Inflation Fears Send Stocks Lower As Investors Brace For Fed Rate Hike Next Week

Zinger Key Points
  • In the week ahead, investors will see more quarterly reports from Oracle, Commercial Metals, Adobe and Kroger.
  • S&P 500 companies have reported 9.2% earnings growth in the first quarter, the lowest earnings growth rate since the fourth quarter of 2020

The 2022 stock market weakness continued this week, with major indexes trading lower on another round of discouraging inflation data.

What Happened: On Friday morning, the SPDR S&P 500 ETF Trust SPY dropped 2.6% after the Labor Department reported the consumer price index rose 8.6% in May, the highest U.S. inflation reading since 1981. Economists were expecting just 8.3% CPI growth in May, and the surprise uptick undermined investor hopes that CPI inflation had peaked at 8.5% in March.

On Wednesday, Securities and Exchange Commission Chairman Gary Gensler outlined some potential changes the SEC is considering to help protect retail stock traders and ensure they get the best possible prices on their order execution. Gensler discussed proposals for "open and transparent auctions" to fill retail orders, a potential replacement for the controversial practice of payment for order flow, or PFOF.

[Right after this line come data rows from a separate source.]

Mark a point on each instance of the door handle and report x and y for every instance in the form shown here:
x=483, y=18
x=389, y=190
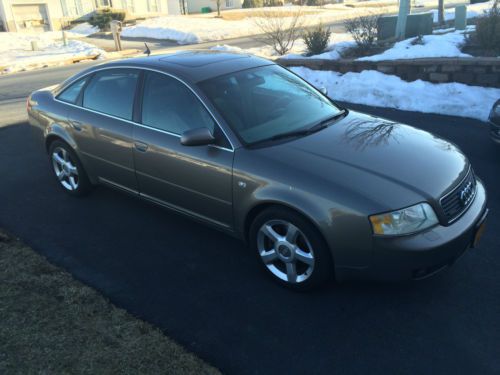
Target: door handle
x=141, y=146
x=77, y=125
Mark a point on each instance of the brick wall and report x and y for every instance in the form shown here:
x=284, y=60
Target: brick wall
x=481, y=71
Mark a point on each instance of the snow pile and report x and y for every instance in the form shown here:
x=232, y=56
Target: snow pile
x=473, y=10
x=204, y=28
x=337, y=44
x=264, y=51
x=16, y=54
x=374, y=88
x=445, y=45
x=84, y=29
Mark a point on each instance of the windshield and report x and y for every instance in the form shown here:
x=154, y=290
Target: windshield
x=266, y=102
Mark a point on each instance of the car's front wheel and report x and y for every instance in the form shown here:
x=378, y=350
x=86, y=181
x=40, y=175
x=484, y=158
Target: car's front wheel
x=291, y=249
x=68, y=169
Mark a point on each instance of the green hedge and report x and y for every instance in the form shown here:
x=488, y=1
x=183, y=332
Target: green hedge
x=102, y=17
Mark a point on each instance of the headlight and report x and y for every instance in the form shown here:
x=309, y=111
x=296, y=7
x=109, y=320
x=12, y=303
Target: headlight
x=408, y=220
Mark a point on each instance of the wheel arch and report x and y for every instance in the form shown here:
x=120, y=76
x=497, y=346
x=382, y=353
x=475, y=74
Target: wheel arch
x=261, y=206
x=57, y=134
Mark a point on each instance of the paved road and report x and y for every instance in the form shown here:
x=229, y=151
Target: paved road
x=206, y=290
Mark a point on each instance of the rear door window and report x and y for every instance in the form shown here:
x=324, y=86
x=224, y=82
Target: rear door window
x=70, y=94
x=169, y=105
x=112, y=92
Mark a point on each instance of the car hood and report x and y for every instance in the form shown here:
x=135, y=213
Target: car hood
x=379, y=150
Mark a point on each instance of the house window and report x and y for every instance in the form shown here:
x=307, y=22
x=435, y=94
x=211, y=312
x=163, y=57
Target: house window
x=128, y=5
x=103, y=3
x=72, y=8
x=153, y=6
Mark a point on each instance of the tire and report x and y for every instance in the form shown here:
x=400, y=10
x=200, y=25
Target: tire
x=291, y=249
x=68, y=170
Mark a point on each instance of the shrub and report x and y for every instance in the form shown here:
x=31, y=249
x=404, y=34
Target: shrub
x=487, y=34
x=102, y=18
x=253, y=3
x=317, y=39
x=363, y=30
x=273, y=3
x=279, y=30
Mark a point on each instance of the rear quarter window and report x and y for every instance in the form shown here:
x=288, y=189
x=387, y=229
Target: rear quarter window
x=71, y=93
x=112, y=92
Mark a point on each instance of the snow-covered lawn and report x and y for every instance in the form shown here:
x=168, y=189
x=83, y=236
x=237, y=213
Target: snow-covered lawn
x=16, y=53
x=473, y=10
x=438, y=45
x=204, y=28
x=374, y=88
x=84, y=29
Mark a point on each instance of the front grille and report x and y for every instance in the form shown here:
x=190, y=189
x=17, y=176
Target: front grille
x=456, y=202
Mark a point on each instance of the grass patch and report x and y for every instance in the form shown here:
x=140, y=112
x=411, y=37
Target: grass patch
x=51, y=323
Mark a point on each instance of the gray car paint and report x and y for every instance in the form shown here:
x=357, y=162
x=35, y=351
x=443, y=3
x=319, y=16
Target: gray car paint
x=361, y=165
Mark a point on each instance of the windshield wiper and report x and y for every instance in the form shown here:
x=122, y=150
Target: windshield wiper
x=303, y=132
x=313, y=129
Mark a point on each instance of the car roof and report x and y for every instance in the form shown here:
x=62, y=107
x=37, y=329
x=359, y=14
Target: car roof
x=195, y=65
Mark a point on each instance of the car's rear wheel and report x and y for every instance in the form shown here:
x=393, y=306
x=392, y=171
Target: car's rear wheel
x=291, y=249
x=68, y=169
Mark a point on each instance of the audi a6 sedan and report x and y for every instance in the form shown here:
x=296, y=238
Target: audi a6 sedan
x=242, y=144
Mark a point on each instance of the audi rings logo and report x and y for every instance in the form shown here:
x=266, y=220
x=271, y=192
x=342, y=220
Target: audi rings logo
x=467, y=194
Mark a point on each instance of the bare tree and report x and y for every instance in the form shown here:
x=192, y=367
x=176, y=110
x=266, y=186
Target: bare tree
x=279, y=29
x=441, y=12
x=218, y=4
x=363, y=30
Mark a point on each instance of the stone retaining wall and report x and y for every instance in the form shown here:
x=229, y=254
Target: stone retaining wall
x=483, y=71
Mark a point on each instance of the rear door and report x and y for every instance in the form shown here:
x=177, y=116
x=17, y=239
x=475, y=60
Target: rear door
x=194, y=179
x=103, y=127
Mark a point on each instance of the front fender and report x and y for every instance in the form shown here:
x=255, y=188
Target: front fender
x=346, y=232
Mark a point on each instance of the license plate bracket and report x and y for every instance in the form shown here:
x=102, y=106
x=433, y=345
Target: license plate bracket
x=480, y=227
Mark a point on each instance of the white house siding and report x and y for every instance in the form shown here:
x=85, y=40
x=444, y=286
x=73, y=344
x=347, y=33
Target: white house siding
x=31, y=15
x=194, y=6
x=28, y=15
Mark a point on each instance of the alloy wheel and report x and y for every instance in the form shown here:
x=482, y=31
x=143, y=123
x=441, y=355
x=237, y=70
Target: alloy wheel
x=65, y=169
x=285, y=251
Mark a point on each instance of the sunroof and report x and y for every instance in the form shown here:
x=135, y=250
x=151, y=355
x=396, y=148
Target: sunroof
x=200, y=58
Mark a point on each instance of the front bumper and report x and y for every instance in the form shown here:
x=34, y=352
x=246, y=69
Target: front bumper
x=424, y=254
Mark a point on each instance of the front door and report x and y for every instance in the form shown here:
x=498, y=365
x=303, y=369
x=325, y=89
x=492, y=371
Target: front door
x=102, y=125
x=192, y=179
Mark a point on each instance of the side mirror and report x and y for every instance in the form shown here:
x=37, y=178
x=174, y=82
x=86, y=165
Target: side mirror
x=495, y=113
x=197, y=137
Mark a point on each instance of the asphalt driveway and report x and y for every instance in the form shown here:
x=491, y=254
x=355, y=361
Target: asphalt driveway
x=206, y=290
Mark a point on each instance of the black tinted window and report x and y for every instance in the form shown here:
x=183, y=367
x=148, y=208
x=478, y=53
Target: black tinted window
x=70, y=94
x=169, y=105
x=112, y=92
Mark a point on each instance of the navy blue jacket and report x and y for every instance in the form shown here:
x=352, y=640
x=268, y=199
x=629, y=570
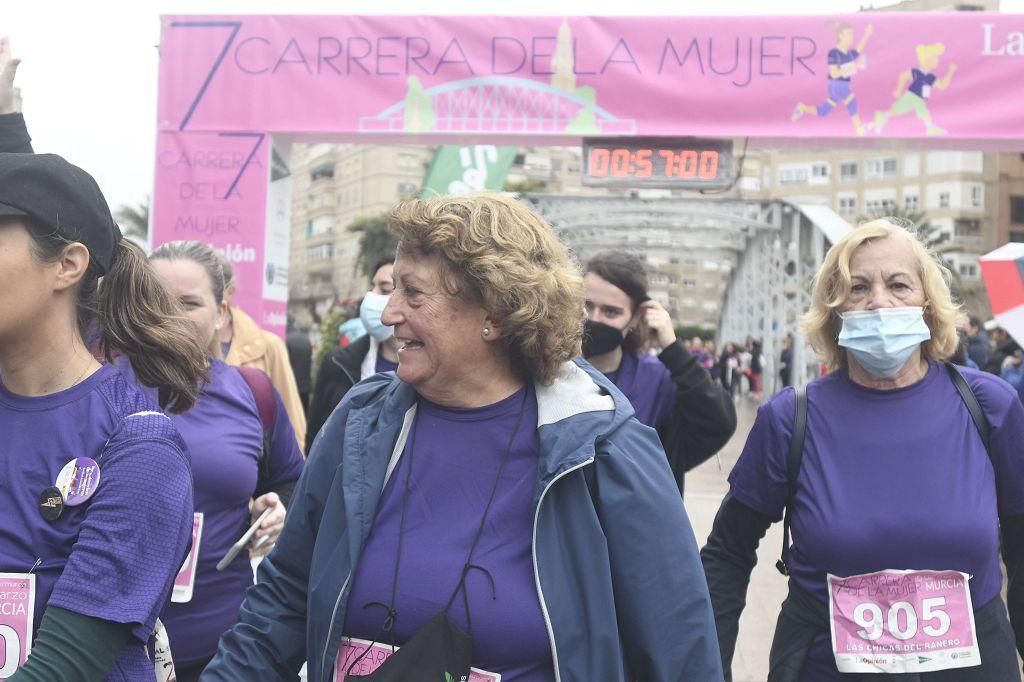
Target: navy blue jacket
x=617, y=576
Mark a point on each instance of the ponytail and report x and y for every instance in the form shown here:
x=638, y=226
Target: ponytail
x=138, y=318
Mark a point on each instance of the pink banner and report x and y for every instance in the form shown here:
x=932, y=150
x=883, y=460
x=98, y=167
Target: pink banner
x=227, y=82
x=710, y=77
x=213, y=187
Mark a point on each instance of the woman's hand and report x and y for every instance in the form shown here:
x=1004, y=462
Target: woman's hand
x=271, y=525
x=8, y=68
x=659, y=322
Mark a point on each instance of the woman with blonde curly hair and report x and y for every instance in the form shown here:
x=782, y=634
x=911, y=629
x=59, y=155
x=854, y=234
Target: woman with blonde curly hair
x=897, y=471
x=494, y=504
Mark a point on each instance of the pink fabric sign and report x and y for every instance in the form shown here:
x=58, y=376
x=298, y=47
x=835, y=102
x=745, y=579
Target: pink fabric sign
x=213, y=187
x=668, y=76
x=17, y=601
x=226, y=82
x=352, y=653
x=902, y=622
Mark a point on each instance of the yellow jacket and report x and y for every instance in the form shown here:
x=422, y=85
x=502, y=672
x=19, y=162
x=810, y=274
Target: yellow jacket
x=252, y=346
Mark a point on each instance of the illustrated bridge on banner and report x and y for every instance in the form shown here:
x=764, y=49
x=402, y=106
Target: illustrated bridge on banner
x=776, y=247
x=497, y=104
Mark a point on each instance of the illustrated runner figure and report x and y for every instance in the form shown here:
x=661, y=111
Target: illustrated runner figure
x=922, y=81
x=844, y=61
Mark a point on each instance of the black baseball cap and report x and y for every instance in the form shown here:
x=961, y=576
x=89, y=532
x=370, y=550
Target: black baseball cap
x=61, y=198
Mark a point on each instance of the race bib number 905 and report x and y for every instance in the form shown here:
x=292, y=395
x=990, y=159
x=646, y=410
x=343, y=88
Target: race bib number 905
x=902, y=622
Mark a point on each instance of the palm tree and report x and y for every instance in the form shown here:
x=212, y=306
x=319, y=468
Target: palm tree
x=134, y=220
x=376, y=242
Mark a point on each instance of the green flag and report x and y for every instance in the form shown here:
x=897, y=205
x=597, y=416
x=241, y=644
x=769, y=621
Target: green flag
x=459, y=170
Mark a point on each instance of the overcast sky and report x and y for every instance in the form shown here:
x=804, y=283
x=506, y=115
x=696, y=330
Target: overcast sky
x=88, y=76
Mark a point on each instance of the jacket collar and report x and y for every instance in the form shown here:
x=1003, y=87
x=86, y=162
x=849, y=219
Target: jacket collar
x=577, y=411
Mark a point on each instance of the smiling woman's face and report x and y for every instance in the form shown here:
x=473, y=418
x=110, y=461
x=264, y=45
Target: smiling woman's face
x=440, y=342
x=188, y=282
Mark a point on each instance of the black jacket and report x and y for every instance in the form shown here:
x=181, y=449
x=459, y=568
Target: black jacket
x=339, y=371
x=705, y=418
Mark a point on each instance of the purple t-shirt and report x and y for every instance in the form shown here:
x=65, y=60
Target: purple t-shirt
x=921, y=81
x=889, y=479
x=143, y=503
x=647, y=384
x=458, y=454
x=838, y=57
x=225, y=438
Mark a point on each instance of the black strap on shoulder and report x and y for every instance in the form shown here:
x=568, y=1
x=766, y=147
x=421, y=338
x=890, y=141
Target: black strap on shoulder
x=793, y=460
x=973, y=407
x=796, y=453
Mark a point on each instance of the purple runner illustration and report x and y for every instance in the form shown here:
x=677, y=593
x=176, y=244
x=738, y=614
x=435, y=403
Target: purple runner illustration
x=844, y=61
x=914, y=98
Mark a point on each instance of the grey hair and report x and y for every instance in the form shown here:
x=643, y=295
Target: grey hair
x=203, y=255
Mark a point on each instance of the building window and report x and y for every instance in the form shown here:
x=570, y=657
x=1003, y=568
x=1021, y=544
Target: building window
x=880, y=206
x=977, y=196
x=881, y=168
x=967, y=227
x=322, y=172
x=793, y=176
x=1017, y=210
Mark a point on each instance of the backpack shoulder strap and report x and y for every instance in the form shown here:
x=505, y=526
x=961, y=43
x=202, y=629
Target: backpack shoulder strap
x=262, y=390
x=793, y=461
x=973, y=407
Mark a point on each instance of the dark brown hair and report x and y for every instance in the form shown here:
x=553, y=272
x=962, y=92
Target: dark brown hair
x=629, y=273
x=134, y=315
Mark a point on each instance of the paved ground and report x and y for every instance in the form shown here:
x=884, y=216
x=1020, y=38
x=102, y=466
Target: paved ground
x=706, y=486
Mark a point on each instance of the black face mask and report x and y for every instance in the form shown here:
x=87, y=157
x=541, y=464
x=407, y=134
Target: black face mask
x=599, y=338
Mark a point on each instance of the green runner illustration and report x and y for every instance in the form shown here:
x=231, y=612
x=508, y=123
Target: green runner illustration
x=921, y=81
x=420, y=115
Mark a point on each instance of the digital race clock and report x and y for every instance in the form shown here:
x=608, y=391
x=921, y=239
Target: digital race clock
x=638, y=162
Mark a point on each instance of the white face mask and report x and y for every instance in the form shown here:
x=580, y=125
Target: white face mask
x=883, y=340
x=370, y=313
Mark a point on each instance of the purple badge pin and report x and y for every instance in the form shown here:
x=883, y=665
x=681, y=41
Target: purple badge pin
x=78, y=480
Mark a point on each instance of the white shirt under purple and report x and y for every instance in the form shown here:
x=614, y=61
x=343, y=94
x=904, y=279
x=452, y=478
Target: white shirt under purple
x=458, y=454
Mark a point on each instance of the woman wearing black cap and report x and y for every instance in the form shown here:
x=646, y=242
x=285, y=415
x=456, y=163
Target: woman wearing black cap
x=672, y=392
x=96, y=481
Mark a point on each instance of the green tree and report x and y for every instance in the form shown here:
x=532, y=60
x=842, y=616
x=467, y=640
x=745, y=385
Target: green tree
x=134, y=220
x=376, y=242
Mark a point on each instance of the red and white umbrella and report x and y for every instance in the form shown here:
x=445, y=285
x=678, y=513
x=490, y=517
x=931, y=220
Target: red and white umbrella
x=1003, y=271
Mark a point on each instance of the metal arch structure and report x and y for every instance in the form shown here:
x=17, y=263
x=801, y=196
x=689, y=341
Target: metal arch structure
x=775, y=249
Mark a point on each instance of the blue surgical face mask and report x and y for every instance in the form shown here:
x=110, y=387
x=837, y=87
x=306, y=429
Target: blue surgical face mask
x=370, y=313
x=883, y=340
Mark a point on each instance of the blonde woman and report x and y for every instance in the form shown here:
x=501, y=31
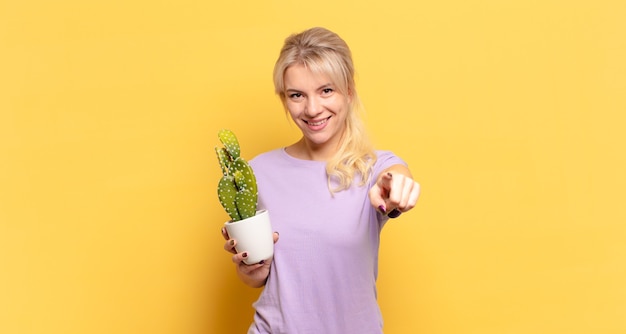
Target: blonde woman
x=329, y=193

On Tuesday, Democratic Senator Kirsten Gillibrand and Republican Senator Cynthia Lummis unveiled a new bipartisan bill to regulate the cryptocurrency market that would treat most digital assets as commodities, a classification that would exempt the crypto market from SEC oversight and give crypto investors favorable tax treatment.

In his Wednesday speech, Gensler said most cryptocurrencies are like securities, while Bitcoin BTC/USD and a handful of others function more like commodities.

Less than a month after discount retailer Target Corporation TGT disappointed the market with a big first-quarter earnings miss, the company warned investors on Tuesday that its operating margins will be lower than anticipated in the second quarter as Target cancels orders and cuts prices on excess inventory. Target shares dropped another 6% this week and are now down 34.8% year-to-date.

Fine China: Shares of Chinese online brokerage Futu Holdings Ltd FUTU gained more than 21% this week as investors cheered both the company's first-quarter earnings beat and media reports that the Chinese government may be easing its regulatory crackdown on tech stocks.

In the week ahead, investors will get more quarterly earnings reports from Oracle Corporation ORCL on Monday and Commercial Metals Company CMC, Adobe Inc ADBE and Kroger Co KR on Thursday.

S&P 500 companies have reported 9.2% earnings growth in the first quarter, the lowest earnings growth rate since the fourth quarter of 2020, according to FactSet.

Economic Numbers: Following the discouraging CPI reading, Wall Street will get key economic updates on Wednesday when the Census Bureau releases its May U.S. Retail Sales report and the Federal Reserve releases its latest interest rate decision, economic projections and accompanying commentary.